Most of the endpoints in the documentation come with live examples you can click and run. When generating the documentation, IMWS inserts example URLs matching your server automatically.

The IMatch and IMWS Developer Documentation

Click on the link below to open the most recent version of the IMatch and IMatch Anywhere WebServices™ (IMWS) documentation.

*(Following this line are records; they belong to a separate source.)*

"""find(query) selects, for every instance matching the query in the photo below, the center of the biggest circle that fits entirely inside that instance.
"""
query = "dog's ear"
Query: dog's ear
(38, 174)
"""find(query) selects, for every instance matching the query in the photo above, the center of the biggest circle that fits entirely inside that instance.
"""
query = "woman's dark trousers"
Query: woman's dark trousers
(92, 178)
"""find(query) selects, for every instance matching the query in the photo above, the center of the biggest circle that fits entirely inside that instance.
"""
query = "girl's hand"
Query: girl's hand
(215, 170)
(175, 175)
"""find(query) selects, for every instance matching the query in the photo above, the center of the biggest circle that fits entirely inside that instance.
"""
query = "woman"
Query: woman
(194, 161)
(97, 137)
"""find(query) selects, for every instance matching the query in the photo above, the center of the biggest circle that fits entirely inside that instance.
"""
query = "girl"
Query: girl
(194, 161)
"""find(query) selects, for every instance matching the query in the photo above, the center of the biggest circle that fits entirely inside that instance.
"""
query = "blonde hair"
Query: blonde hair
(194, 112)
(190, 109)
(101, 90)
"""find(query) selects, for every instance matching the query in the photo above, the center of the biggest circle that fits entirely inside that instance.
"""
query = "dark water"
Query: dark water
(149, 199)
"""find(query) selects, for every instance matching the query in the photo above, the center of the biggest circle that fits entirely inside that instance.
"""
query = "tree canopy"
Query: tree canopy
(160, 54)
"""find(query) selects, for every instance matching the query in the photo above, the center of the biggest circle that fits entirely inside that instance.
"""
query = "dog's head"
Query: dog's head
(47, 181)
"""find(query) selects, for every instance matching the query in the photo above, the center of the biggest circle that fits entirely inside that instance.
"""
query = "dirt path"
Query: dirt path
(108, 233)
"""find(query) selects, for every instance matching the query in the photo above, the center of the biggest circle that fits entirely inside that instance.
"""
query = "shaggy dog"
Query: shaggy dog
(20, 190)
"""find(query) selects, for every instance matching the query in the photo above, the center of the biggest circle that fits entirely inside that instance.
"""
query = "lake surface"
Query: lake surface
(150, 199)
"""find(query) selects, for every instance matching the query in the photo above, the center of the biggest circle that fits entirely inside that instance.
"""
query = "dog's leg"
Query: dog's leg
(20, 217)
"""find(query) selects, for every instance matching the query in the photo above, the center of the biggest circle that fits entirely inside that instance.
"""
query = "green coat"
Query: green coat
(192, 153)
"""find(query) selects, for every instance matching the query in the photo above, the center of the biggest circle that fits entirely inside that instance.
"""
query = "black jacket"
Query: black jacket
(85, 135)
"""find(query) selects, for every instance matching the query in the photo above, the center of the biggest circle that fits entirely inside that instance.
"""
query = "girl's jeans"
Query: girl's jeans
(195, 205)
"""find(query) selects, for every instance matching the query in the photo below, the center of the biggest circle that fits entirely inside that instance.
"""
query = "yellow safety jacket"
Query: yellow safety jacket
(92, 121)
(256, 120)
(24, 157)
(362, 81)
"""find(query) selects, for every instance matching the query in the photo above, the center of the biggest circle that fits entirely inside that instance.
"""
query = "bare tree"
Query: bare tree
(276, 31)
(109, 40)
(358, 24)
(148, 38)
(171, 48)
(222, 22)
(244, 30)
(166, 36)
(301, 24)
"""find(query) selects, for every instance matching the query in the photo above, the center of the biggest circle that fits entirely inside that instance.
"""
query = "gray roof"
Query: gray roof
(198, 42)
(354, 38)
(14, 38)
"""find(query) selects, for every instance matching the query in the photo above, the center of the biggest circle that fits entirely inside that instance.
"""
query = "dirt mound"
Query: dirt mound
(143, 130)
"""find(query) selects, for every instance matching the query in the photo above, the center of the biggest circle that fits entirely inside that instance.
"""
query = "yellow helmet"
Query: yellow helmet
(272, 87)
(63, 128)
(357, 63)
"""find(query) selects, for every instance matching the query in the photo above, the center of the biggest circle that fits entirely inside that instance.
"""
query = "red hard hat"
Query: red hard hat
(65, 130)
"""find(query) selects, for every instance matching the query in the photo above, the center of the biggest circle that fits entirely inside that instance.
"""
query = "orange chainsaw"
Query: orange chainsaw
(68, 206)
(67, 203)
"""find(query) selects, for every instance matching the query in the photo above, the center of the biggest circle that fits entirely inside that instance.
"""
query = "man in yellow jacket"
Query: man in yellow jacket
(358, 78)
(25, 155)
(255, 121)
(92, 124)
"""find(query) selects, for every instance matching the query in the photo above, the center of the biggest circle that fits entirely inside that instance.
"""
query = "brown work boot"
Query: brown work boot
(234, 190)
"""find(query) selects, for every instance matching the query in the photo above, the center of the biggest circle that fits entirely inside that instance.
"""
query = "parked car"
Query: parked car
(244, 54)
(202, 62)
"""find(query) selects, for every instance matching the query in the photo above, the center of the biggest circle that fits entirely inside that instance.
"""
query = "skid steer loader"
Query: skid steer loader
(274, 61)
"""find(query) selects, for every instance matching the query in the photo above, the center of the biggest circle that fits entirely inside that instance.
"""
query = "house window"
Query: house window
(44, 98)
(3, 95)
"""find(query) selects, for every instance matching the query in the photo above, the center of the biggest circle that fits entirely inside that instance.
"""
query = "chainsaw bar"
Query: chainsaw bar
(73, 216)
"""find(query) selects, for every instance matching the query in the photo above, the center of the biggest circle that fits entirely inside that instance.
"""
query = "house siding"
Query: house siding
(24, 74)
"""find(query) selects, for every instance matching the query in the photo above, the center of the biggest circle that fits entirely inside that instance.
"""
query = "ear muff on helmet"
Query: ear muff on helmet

It includes documentation for all API endpoints, all methods provided by the free IMatch and IMWS JavaScript class libraries, examples and tutorials.

The IMatch and IMWS Developer documentation.

Code Recipes

Jump straight to Code Recipes for a growing list of simple copy & paste examples you can use in your own code.

Using curl

If you come from UNIX or you are into command-line applications, you can use curl to access IMatch WebServices or the embedded IMWS in IMatch.

curl --request GET --compressed http://127.0.0.1:50519/info

Note: Change the port 50519 in the above statement to match the port on which IMWS is listening on your computer.
The --compress option tells curl to decode the GZIPped response from IMWS so you can sea the JSON text data.
See one of the many curl tutorials out there to learn how to do POST or DELETE requests.

Using Windows PowerShell

You can use Windows PowerShell scripts tp access IMatch WebServices or the embedded IMWS in IMatch.

Invoke-RestMethod -Uri http://127.0.0.1:50519/info

Note: Change the port 50519 in the above statement to match the port on which IMWS is listening on your computer.
See one of the many PowerShell tutorials out there to learn how to do POST or DELETE requests.

Using Python

Python is a very popular programming language. With the Python Requests library it is very easy to utilize web services like IMWS.

Download this ZIP file with a small Python sample script that should get you going with IMatch and/or IMatch WebServices. It demonstrates how to authenticate with IMWS and how to request information about all files currently selected in the active file window.